We are living in 'interesting' times, aren't we?
With inflation being the highest it’s been for years, interest rates rose again this month and people are wondering how high they will go, plenty of stocks are down, and the war in Ukraine continues, supply chains are broken, the pandemic is lingering, China is in lockdown, we have a new government, and on and on.
But aside from these, there are other things that happened in Australia's economy, particularly this June 2022 quarter.
1. Australia's economy grew 0.9%
The Australian economy grew 0.9% during the June quarter 2022, and 3.6% over the past year.
This is the strongest year-on-year growth since 2011-12.
Strength came from household consumption, which grew 2.2%, and exports.
The continued growth was aided by the first full quarter of re-opened domestic and international borders since the pandemic began.
2. Australians took to the skies again
The June quarter was the first since the start of the pandemic when international and domestic borders were open and there were no restrictions on movement.
We began travelling internationally again, and spending on international travel reached 38.6% of pre-pandemic levels.
Overall household spending rose 2.2% this quarter.
Spending on services increased 3.6%, exceeding pre-pandemic levels for the first time.
The easing of travel restrictions accelerated spending on transport and other related services.
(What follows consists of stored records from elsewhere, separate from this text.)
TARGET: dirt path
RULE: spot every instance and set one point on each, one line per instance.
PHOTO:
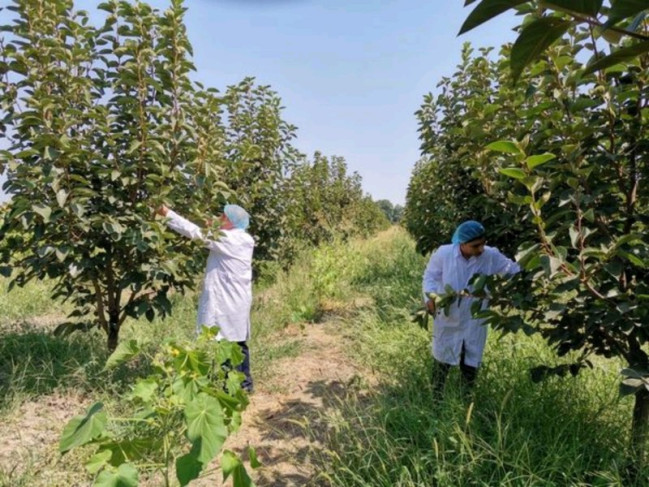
(299, 390)
(283, 426)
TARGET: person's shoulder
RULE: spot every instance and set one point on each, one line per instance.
(240, 236)
(445, 249)
(493, 252)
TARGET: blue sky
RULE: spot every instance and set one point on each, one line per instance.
(351, 73)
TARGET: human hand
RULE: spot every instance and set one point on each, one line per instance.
(430, 306)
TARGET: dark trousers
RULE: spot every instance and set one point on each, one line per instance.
(244, 367)
(440, 373)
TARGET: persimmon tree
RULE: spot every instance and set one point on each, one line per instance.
(102, 124)
(567, 164)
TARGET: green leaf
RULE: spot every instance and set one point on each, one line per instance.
(44, 211)
(188, 468)
(505, 146)
(535, 38)
(535, 161)
(620, 55)
(486, 10)
(125, 476)
(623, 9)
(205, 424)
(254, 461)
(635, 260)
(124, 351)
(134, 146)
(145, 389)
(586, 7)
(232, 465)
(83, 429)
(513, 172)
(98, 461)
(61, 197)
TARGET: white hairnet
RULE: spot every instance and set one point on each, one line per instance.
(237, 215)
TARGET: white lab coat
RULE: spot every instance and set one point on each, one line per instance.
(448, 266)
(227, 289)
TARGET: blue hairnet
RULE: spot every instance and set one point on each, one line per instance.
(467, 231)
(237, 215)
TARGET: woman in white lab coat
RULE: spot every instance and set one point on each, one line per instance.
(458, 338)
(227, 288)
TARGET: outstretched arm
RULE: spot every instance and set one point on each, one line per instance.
(181, 225)
(432, 281)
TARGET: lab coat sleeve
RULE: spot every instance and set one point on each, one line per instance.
(432, 282)
(503, 265)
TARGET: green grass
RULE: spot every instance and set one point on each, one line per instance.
(563, 431)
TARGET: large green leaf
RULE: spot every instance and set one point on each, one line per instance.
(513, 172)
(486, 10)
(83, 429)
(619, 56)
(535, 38)
(623, 9)
(205, 424)
(125, 476)
(124, 351)
(232, 465)
(188, 467)
(505, 146)
(538, 160)
(586, 7)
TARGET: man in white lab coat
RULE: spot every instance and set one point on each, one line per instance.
(227, 288)
(458, 338)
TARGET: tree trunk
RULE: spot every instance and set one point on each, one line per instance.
(113, 335)
(640, 426)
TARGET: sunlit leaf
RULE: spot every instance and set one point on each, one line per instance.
(513, 172)
(535, 38)
(538, 160)
(486, 10)
(232, 465)
(205, 424)
(619, 56)
(83, 429)
(126, 475)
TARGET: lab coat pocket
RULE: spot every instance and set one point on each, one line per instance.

Hotels, cafes and restaurants (+8.8%), transport services (+37.3%) and recreation and culture (+3.6%) all contributed to the rise.
Spending on goods decreased 0.1%, as heightened demand during the onset of the pandemic began to stabilise.
3. We went out more
Household consumption of transport services rose 37.3% during the quarter, reaching two-thirds of pre-pandemic levels.
Spending on eating out and accommodation rose 8.8% and returned to pre-pandemic levels.
Capacity restrictions ended, which saw spending on recreation and culture increase 3.6%.
4. We purchased less food from shops
As dining out increased, purchases of food from supermarkets and specialty stores fell 1.2%.
This was the third quarterly fall in a row.
5. We saved less
The household saving rate continued to fall but was still above pre-pandemic levels.
Households saved 8.7% of their income during the quarter, down from 11.1% in the March quarter of 2022, but this remains slightly above pre-pandemic levels.
Household savings fell as the rise in household spending outpaced growth in gross disposable income.
6. Hours worked grew
Hours worked grew 2.9% during the quarter as the labour force recovered from the Omicron wave and devastating floods in New South Wales and Queensland.
The unemployment rate for the month of June was 3.5%.
7. Home building fell for the third quarter in a row
Home building fell for the third quarter in a row, falling 2.9% during the June quarter.
Unfavourable weather subdued growth on the east coast.
Trade and material shortages, and workforce illnesses also contributed.
8. Export volume surged
Export grew 5.5% during the quarter, the fastest rate of growth since September 2000.
Growth was driven by rural goods such as wool, meat and cereals, as well as mineral ores such as iron ore and lithium.
9. Trade surplus of 7.1 per cent of GDP
The June quarter of 2022 recorded a trade surplus of 7.1 per cent of GDP, the largest trade surplus in the history of the national accounts.
On the back of this trade surplus, Australia recorded its thirteenth consecutive current account surplus in the June quarter of 2022, following 175 consecutive quarters of current account deficits.
10. The transport, postal and warehousing industry boomed
This is because of the demand for air transport services.
The accommodation and food services industry grew on the back of increased domestic tourism, and the health care industry grew as elective surgeries resumed.
11. Consumer prices rose
Consumer prices rose 1.8% during the June quarter of 2022 and 6.1% over the year.
This was the fastest annual increase since June 2001.
The major drivers of consumer price increases were housing and fuel.
The GDP deflator, a broad measure of price pressures across the whole economy, rose 8.3% over the year.
12. Wage growth continued to trail inflation
Wage growth continued to trail inflation, despite a strong labour market.
The Wage Price Index rose 0.7% during the quarter and 2.6% over the year.
13. Labour productivity has grown strongly
GDP per hour worked (labour productivity) grew 2.1% during the financial year 2021/22, the strongest annual growth in 10 years.
14. Miners continued to benefit from rising commodity prices
The share of national income going to business profits during the June quarter was a record high of 32.9%, while the share going to labour was 48.5%, the lowest share ever recorded despite solid growth in employee earnings.
15. Support from governments remained above pre-pandemic levels
Subsidies to businesses fell, though remained $2.1 billion higher than pre-pandemic levels.
Government consumption fell 0.8% following the response to the east coast floods in the March quarter.
16. 'Cost of living’ tax relief
‘Cost of living’ tax relief meant excise taxes collected by the Commonwealth government fell 34.1% following the temporary halving of the fuel excise at the end of the March quarter.